Élévations frontales — exercice de musculation de type isolation. Muscles principalement sollicités : épaules ant.. Il se pratique avec haltères et convient à un pratiquant débutant.
Démonstration — Élévations frontales
Muscles travaillés
Muscles principaux
Épaules ant.
Matériel
haltères
Niveau conseillé
débutant
Unilatéral
Oui — réalisable un côté à la fois
Technique d’exécution — Élévations frontales
Position de départ : Debout, pieds écartés à la largeur des hanches, genoux légèrement fléchis pour stabiliser le bassin. Saisir une haltère (ou un haltère dans chaque main) avec une prise en pronation (paumes vers le corps), bras tendus le long des cuisses.

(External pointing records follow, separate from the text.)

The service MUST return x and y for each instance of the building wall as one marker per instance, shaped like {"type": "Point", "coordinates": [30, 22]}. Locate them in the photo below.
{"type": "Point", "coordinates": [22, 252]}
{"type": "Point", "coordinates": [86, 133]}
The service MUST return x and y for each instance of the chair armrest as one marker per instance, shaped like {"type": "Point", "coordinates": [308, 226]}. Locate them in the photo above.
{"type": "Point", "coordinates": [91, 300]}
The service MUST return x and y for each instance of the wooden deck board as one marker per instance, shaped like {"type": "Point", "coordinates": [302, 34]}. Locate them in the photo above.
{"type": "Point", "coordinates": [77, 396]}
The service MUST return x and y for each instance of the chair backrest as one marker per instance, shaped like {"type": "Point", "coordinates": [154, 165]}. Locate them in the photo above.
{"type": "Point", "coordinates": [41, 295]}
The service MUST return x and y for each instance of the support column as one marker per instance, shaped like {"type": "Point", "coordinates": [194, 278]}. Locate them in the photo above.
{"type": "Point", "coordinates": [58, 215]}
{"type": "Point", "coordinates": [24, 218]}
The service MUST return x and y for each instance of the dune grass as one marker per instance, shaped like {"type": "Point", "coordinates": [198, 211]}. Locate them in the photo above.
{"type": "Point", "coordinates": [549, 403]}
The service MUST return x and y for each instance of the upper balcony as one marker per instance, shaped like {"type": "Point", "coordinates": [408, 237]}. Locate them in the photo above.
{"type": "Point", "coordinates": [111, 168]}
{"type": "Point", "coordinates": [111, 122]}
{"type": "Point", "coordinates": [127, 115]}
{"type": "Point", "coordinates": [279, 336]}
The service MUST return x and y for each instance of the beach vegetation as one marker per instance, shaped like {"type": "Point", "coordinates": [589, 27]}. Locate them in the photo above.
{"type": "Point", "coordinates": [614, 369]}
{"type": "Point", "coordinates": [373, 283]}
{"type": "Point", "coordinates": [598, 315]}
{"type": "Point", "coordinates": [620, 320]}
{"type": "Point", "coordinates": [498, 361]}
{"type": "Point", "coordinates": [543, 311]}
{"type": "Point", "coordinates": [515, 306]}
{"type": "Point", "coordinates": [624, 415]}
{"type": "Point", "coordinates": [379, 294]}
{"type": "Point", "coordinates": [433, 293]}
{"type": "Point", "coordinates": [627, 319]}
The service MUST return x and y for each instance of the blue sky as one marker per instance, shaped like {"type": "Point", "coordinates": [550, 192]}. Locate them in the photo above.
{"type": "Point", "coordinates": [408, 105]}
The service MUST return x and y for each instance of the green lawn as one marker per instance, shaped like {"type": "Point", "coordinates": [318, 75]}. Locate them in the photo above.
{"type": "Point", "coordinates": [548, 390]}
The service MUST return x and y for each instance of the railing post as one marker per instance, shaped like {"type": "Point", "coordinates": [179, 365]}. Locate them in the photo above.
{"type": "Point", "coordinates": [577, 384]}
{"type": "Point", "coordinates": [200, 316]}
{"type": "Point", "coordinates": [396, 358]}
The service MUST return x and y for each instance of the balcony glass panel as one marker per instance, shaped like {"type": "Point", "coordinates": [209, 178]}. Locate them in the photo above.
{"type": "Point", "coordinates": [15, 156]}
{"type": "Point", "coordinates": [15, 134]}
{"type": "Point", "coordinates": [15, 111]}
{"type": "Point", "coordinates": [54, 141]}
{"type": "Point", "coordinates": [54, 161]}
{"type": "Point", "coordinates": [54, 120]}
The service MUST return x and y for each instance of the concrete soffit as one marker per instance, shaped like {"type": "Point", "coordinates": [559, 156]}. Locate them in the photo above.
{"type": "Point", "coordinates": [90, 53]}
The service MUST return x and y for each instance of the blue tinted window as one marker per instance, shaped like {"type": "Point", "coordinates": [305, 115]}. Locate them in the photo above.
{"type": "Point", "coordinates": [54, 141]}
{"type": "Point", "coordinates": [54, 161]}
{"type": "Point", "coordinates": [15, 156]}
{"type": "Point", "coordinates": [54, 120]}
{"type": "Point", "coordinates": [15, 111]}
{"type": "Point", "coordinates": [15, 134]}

Engagement postural : Verrouiller la sangle abdominale (gainage actif), rétracter les omoplates (serrer les épaules vers l'arrière et vers le bas) et maintenir un alignement neutre de la colonne vertébrale (pas d'hyperlordose lombaire).
Phase concentrique : Lever l'haltère (ou les haltères) vers l'avant avec un mouvement contrôlé, en gardant le coude légèrement fléchi (10-15° de flexion) pour éviter une surcharge des articulations. L'amplitude doit atteindre environ 90° de flexion d'épaule (bras parallèle au sol), sans dépasser la ligne des épaules.
Phase excentrique : Redescendre l'haltère lentement (3 secondes) en contrôlant la charge, en maintenant la tension musculaire et la posture. Le retour se fait par le même trajet, sans à-coups.
Respiration : Inspirer profondément avant le début du mouvement. Expulser l'air pendant la phase concentrique (montée) et inspirer pendant la phase excentrique (descente).
Répétitions : Effectuer 10 à 15 répétitions par série, avec une charge permettant de respecter la technique sur l'ensemble des répétitions. Pause de 60 à 90 secondes entre les séries.
Erreurs fréquentes
Utiliser une charge trop lourde au point de compenser avec l'élan du corps (mouvement balistique) ou de bloquer la respiration, ce qui réduit l'efficacité et augmente le risque de tension cervicale ou lombaire.
Lever les haltères au-delà de 90° de flexion d'épaule, ce qui peut comprimer les structures articulaires de l'épaule (acromion, tendon du supra-épineux) et générer une douleur ou une irritation.
Fléchir excessivement les coudes (plus de 30°) ou les bloquer en extension complète, ce qui déplace la charge vers les articulations et réduit l'implication des deltoïdes.
Négliger le gainage (abdos et lombaires relâchés) ou laisser les omoplates se décoller du thorax, ce qui diminue la stabilité et expose à des compensations dangereuses.
Conseils d'exécution
Privilégier des haltères légers à modérés pour maîtriser l'amplitude et la vitesse, surtout en début de séance. La qualité prime sur la quantité.
Varier les prises : une prise neutre (paumes face à face) ou en supination (paumes vers le haut) peut solliciter différemment les faisceaux du deltoïde et réduire les tensions sur les tendons.
Intégrer cet exercice en début de séance pour l'épaule (avant les mouvements lourds comme le développé militaire) afin de préserver l'énergie pour les efforts maximaux.
Sécurité
Éviter tout mouvement de rotation interne ou externe de l'épaule pendant l'exercice. Maintenir les coudes dans le plan sagittal (devant le corps) pour limiter les contraintes sur la coiffe des rotateurs. En cas de douleur aiguë à l'épaule (même légère), interrompre immédiatement et réévaluer la charge ou l'exercice.
Le placer dans sa séance
À placer en fin de séance, sur des séries plus longues : l'intérêt est le temps sous tension, pas la charge maximale. Pour un pratiquant débutant, compter 3 séries de 8 à 12 répétitions, avec une charge qui laisse 2 répétitions en réserve. Le mouvement se prête au travail unilatéral (un côté à la fois) : c'est la façon la plus directe de corriger un écart droite/gauche. La progression se lit sur la durée : c'est la charge ou le nombre de répétitions de la semaine dernière, sur ce mouvement précis, qui dit s'il faut monter.